Summary: A study of the theology of the Eden-temple of creation as an expression of God’s purpose to have a dwelling place with humanity and the development of this theme throughout scripture, under-girding the mission of the church.
Good biblical theology works up from the data of particular books of scripture to develop themes that run through the whole of scripture. It helps us both hear the testimony of particular writers to a particular time, and the harmony of witness through time, and calls us to join the chorus with the worship and service of our lives. This book is good biblical theology that does all of these things.

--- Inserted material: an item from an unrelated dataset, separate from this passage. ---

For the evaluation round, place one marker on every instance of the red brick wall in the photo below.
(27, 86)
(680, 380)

The book arises from Mitchell Kim’s pastoral ministry, particularly a seven week sermon series based on the work of G.K. Beale in The Temple and the Church’s Mission in the New Studies in Biblical Theology series. Kim, with Beale’s co-authorship, expand this series into a survey of this theme suitable for an adult lay audience. They begin with the idea of the garden of Eden as God’s dwelling place with his image-bearers, and his intention that they would expand Eden to fill the whole earth through their offspring. Although the fall of the first couple means this purpose to extend the Eden-temple to the whole earth could not be fulfilled in the way God originally intended, we see this working out in the patriarchs with Noah once again being fruitful and multiplying after the flood, God dispersing the nations at Babel and the promise to Abraham and the response of Abraham and later Jacob in building altars throughout Canaan as types of “sanctuaries” as God begins to make a great nation.
After the deliverance of the nation from slavery in Egypt, God establishes a “tabernacle” in the wilderness, which Kim and Beale call the Eden dwelling place “remixed in the context of sin.” There is both the Holy of Holies, and provision for sin by which the people of God may approach and live in God’s Holy presence. The tabernacle, and the later temple image the cosmic temple, and the restoration of the temple, the future temple that will fill the earth.

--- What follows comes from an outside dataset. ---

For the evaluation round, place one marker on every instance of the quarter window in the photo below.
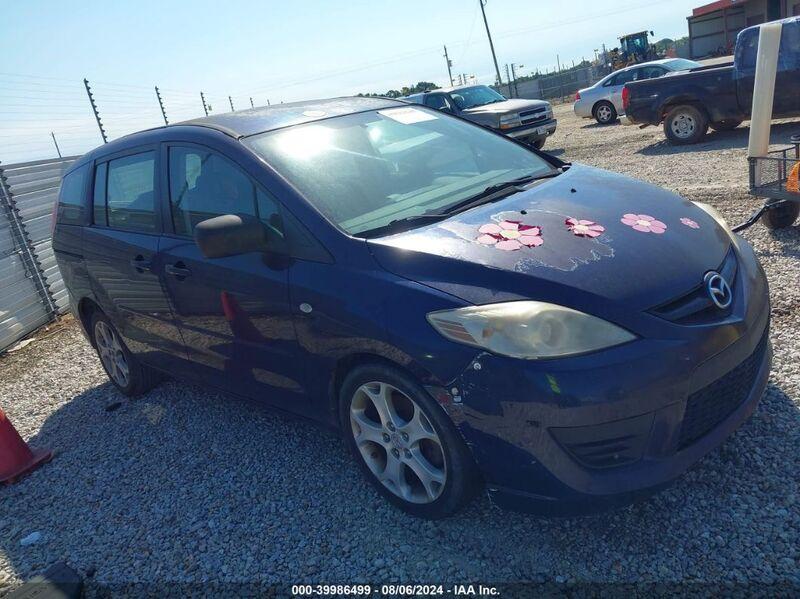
(124, 193)
(71, 197)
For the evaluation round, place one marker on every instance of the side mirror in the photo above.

The second Jerusalem temple never fulfills these purposes in itself, which only the coming of Jesus does; the temple that will be destroyed and raised up, signalling the coming of God’s new creation extending to the nations. This is accomplished in and through the church, the body of Christ and the temple of his Spirit, extending the new Eden-creation to the ends of the earth, even as it looks for the consummation of this purpose in the return of Jesus, establishing the new heavens and the new earth.
The penultimate chapter asks the telling question, “Why Haven’t I Seen This Before?” The authors cite four reasons. One is that very different cosmology of the biblical writers from our naturalistic cosmos disconnected from any spiritual realities. Second is that rarely is the Bible treated as a unity, a canonical whole. We look at particular books but rarely at the witness of the whole (and some who do only emphasize the discontinuities). Third is that we are unfamiliar with the use of typology. Finally, we think of “literal” fulfillment only in physical terms, when in scripture, the “true” temple is the heavenly one of which the earthly temple is only a shadow.
The final chapter returns to the idea of the mission of the church as those through whom the new creation Eden-temple is being extended to the ends of the earth. This is a call to sacrifice, and to ministry empowered by the word of God and prayer. It was here, even as I found myself saying “Amen” to these foundational aspects of the church’s life and witness, that I also found myself struggling with the very “spiritual” feel that seemed to ignore how the church’s social witness and care for creation also herald the coming Eden-temple of the new creation, portrayed in Revelation as a garden-city.
Aside from this quibble, I appreciated this book as a model of the kind of teaching that can, and I think, ought to be done in the setting of the church that helps people grasp the Big Story of which we are a part, and how we in fact have a part in advancing the plot that is life-affirming and embracing. Such teaching is rich fare that fuels both worship and work in a way that the “fast food” diets of many of our churches cannot sustain, as many of our most vibrant churches are learning.